Why do I tell you this? Well, because since that fateful day a month ago, I’ve been having bouts of nausea several times a week—nausea that comes with dizziness and a stymied appetite, but nothing more. I haven’t thrown up since December 20th, but I have been a frequent visitor to the bathroom, if you get me.

I know, I know—TMI. But I find myself in an interesting place, after visiting my primary care physician, conducting several tests (including collecting my first-ever stool sample), and getting no clear results. I have reached a point, for maybe the first time in my adult life, where I have to decide how best to take care of myself.

I’ve always been good at seeing the doctor. I get my annual physical, bi-annual teeth cleaning, dermatology, gynecology, you name it. I make the appointments that need to be made, pay for it with my own insurance, etc. I’ve managed to get that part of adulting down. But when faced with this mysterious illness, when facing down the potential of visiting a new specialist, one I’ve never needed before, I feel stuck.

My primary care referred me to a GI doctor. But I’ve yet to make an appointment. Part of me wants to get in to see the specialist ASAP, get the answers I’ve been craving. But part of me doesn’t want to see the doctor because I’m worried the answer won’t lie in my GI tract, that I will need to move onto specialist after specialist to seek an answer that will never come.

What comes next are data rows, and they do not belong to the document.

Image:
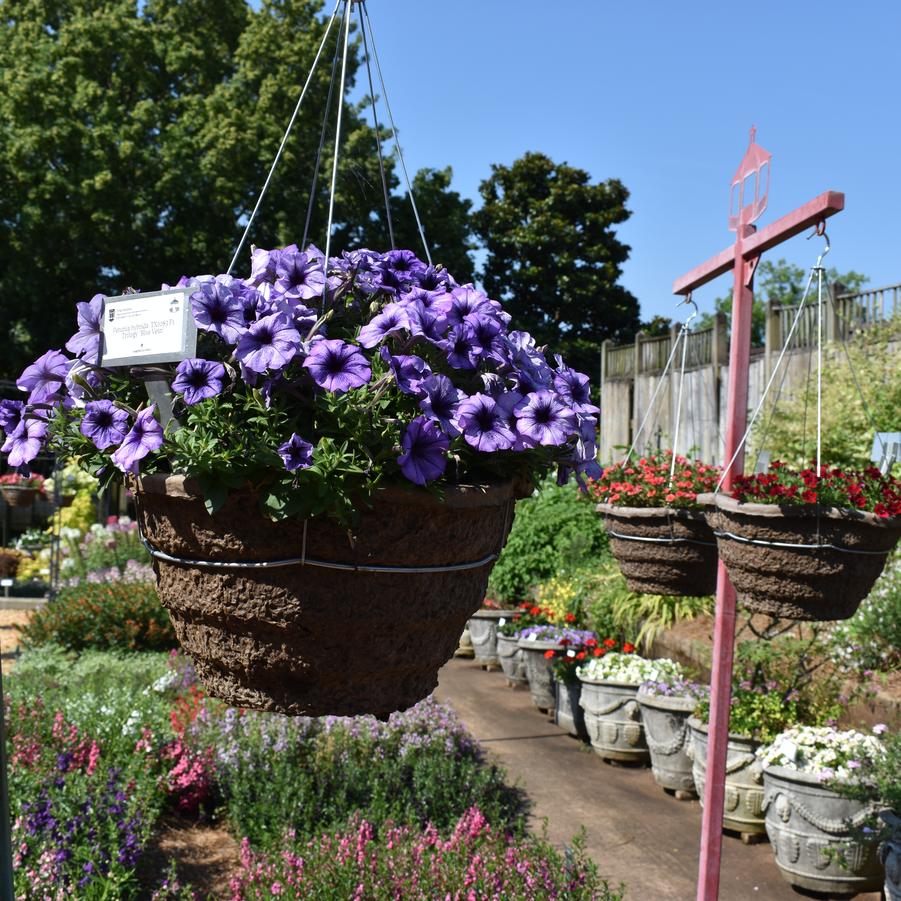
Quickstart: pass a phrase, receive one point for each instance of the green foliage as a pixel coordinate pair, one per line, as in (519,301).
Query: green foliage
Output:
(784,283)
(554,529)
(847,432)
(553,256)
(129,153)
(421,767)
(124,616)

I can’t determine any discernible pattern to my nausea. I’ve kept a log. It doesn’t happen after each time I take medication. It doesn’t always happen after I eat. It doesn’t follow a schedule of morning or night, doesn’t correlate with my mood or stressors, doesn’t behave in any way, really, that makes tracking it all that helpful. Sometimes it’s more debilitating, sometimes I can work through it. The doctor said that norovirus can last for up to a month, but I had norovirus in college, and it was nothing like this. Am I truly a medical mystery?

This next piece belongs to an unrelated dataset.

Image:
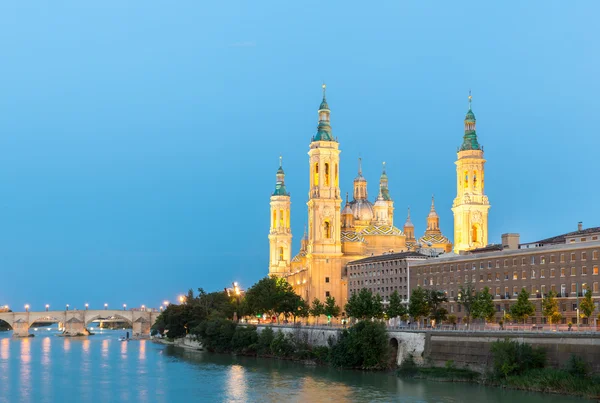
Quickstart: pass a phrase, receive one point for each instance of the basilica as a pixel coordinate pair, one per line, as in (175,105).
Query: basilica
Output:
(362,228)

I’ve spoken with my parents a bunch of times about my mysterious malady, and of course they have their opinions on what my next step should be. But they are not me. I am me. And I am the one living with this nagging symptom. I just read a book called The Body, but it did nothing to prepare me for when my own rebels against itself.

The truth is, only I can find out what ails me. My parents can’t always have the answers. I just have to take those next steps. I have to make that appointment, schedule those tests. Maybe I am too scared to be staring down a potential colonoscopy. Maybe I am just hoping for the easy way out—that my nausea will go away on its own and that I don’t have to see another doctor, eat into my renewed deductible. The scariest part of growing up in a human body is that something may go wrong and that you might have to do something about it.

So, ultimately, when business opens back up on Tuesday, in a US with a new president, I am going to call the GI doctor. Life is too short to be living with something that makes you feel less than your best. If something comes along and does that, fix it. I say this as much to myself as to anyone reading this.

And I’ve said this before, but if you are reading this, thank you. You make life in a stubborn human body a little more bearable.